"Tarmo Tammaru" wrote in message ...
Why didn't you do the gamma for a shorted line using your formula? I think
you settled on (Zl - Z0*)/(Zl + Zo). For Zl = 0 this comes to -Z0*/Z0,
which, for Zo having phase angle b equates to -1 at angle(-2b).


Agreed. This doesn't prove anything, does it?


This is in more detail of what ACF do:

1. Normalize the RC to (Zn -1)/(Zn +1)
2. Let's say we agree that for biggest magnitude, this has to be in the left
hand plane.
3. Draw a vector for Zn = a at -135 deg
4. Draw vectors for Zn - 1 and Zn +1. Note that these 3 vectors have the
same y coordinate.
5. You now can draw two triangles with the corners at 0, Zn, and Zn -1 for
one, and 0, Zn, and Zn+1 for the other.
6. Solve for Zn+/-1 in terms of "a"
7. By plane geometry the magnitude of, of Zn -1=
SQRT(1 + a^2 + aSQRT(2))
8. The magnitude of Zn +1 is
SQRT(1 + a^2 - aSQRT(2))
9. Square both sides of the equation, and gamma^2=
(1 + a^2 + aSQRT(2))/(1 + a^2 - aSQRT(2))
10 This equates to 1 + (2SQRT(2))/((a + 1/a) - SQRT(2))
11 |Gamma| max occurs when (a + 1/a) is a minimum, which is 2 at a=1.
12|Gamma| max is 1 + SQRT(2)

They anticipate people being concerned about |Gamma| 1 and later come up
with a formula for time average power. I don't know that looking at it is
going to give anybody any insight, but for this is what they end up with ( I
am typing CM for Gamma):

P= (1/2)Go|V+|^2e**(-2az)[1 - |CM|^2 +2(Bo/Go)Im(CM)]

Remember, z is distance from the load.

Tam/WB2TT



ok, you've done a nice job of copying the text you sent me.

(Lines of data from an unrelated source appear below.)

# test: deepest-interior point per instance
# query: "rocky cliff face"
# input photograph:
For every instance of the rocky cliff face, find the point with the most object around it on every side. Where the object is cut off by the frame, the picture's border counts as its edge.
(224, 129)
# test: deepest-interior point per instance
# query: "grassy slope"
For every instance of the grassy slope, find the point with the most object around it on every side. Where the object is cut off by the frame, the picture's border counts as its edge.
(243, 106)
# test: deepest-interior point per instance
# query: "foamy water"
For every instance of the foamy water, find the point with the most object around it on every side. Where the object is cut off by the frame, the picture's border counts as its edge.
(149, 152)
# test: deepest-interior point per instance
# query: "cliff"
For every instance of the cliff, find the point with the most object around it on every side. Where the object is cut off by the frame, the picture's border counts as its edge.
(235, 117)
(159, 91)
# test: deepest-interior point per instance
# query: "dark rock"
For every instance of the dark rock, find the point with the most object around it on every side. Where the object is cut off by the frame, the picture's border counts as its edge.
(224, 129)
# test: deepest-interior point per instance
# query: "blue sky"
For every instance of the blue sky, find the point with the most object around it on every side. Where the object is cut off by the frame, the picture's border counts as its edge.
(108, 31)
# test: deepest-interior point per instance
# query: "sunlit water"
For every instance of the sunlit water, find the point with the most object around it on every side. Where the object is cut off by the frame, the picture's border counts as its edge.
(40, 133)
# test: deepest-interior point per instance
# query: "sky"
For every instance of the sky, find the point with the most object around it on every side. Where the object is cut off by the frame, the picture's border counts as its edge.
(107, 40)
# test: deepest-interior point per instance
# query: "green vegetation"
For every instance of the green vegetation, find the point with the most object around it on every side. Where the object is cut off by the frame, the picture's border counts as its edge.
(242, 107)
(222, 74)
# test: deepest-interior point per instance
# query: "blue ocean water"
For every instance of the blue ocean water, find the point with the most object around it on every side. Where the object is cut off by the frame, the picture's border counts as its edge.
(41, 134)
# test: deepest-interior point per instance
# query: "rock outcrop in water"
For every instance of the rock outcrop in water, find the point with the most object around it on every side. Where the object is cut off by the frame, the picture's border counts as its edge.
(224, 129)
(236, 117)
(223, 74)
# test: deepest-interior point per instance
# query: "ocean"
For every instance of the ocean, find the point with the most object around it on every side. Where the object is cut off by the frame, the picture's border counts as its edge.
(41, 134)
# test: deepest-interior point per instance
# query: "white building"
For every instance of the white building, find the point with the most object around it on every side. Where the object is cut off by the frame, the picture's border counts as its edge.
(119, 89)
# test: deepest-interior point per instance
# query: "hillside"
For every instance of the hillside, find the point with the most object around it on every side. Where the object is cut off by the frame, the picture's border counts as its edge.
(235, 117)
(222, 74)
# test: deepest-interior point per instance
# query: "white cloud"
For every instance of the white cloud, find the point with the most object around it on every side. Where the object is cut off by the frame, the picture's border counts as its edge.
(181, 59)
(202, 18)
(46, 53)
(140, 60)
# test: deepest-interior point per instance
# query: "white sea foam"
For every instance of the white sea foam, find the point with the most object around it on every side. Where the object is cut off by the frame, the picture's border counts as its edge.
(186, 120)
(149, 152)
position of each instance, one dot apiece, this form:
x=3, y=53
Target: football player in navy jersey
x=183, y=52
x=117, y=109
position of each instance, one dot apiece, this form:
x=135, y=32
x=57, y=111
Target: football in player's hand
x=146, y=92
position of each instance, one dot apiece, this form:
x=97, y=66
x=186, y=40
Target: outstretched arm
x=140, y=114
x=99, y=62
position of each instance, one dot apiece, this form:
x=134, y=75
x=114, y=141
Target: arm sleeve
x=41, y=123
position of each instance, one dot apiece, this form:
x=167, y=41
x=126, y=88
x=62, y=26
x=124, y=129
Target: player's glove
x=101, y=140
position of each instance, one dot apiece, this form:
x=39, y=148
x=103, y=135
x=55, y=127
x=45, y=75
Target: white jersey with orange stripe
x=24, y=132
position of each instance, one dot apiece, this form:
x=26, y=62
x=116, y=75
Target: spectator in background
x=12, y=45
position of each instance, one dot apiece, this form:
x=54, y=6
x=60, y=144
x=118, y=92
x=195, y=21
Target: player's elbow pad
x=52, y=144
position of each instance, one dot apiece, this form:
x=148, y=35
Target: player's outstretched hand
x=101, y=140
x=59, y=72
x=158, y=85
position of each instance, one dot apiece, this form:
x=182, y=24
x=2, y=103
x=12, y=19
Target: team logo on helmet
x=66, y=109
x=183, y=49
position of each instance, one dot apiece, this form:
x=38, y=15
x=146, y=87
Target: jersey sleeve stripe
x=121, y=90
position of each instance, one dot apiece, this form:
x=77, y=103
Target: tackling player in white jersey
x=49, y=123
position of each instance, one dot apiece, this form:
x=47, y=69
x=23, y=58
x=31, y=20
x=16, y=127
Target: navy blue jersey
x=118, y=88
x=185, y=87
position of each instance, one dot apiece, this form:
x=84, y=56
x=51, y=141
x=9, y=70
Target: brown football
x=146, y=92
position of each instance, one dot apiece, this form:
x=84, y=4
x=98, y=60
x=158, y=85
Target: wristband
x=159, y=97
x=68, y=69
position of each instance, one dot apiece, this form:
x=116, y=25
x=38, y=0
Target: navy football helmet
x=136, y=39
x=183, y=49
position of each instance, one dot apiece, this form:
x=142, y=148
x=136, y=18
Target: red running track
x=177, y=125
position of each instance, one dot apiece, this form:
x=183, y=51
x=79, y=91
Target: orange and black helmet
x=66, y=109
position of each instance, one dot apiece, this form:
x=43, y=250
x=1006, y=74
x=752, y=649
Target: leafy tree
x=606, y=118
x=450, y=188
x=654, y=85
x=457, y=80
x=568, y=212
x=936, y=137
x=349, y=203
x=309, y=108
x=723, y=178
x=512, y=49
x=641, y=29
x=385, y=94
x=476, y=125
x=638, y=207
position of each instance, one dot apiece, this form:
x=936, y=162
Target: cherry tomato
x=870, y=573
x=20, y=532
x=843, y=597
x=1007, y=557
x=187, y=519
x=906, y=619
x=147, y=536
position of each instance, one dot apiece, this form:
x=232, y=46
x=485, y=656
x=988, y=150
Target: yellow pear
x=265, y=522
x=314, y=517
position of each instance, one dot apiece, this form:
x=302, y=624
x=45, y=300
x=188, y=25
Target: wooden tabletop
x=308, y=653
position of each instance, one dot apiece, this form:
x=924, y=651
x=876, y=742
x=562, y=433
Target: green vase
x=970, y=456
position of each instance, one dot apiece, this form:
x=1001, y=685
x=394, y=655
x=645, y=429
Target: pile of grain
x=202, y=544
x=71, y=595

They also mention that the normalized load impedance Zn=Zr/Zo does
NOT have the same angle as Zr because Zo is complex in the general
case.

"They anticipate people being concerned about |Gamma| 1 and later come up
with a formula for time average power."

Really? Could you tell us more about that? Could you email me
more pages, especially the one that has Eq. 5.2b?



Slick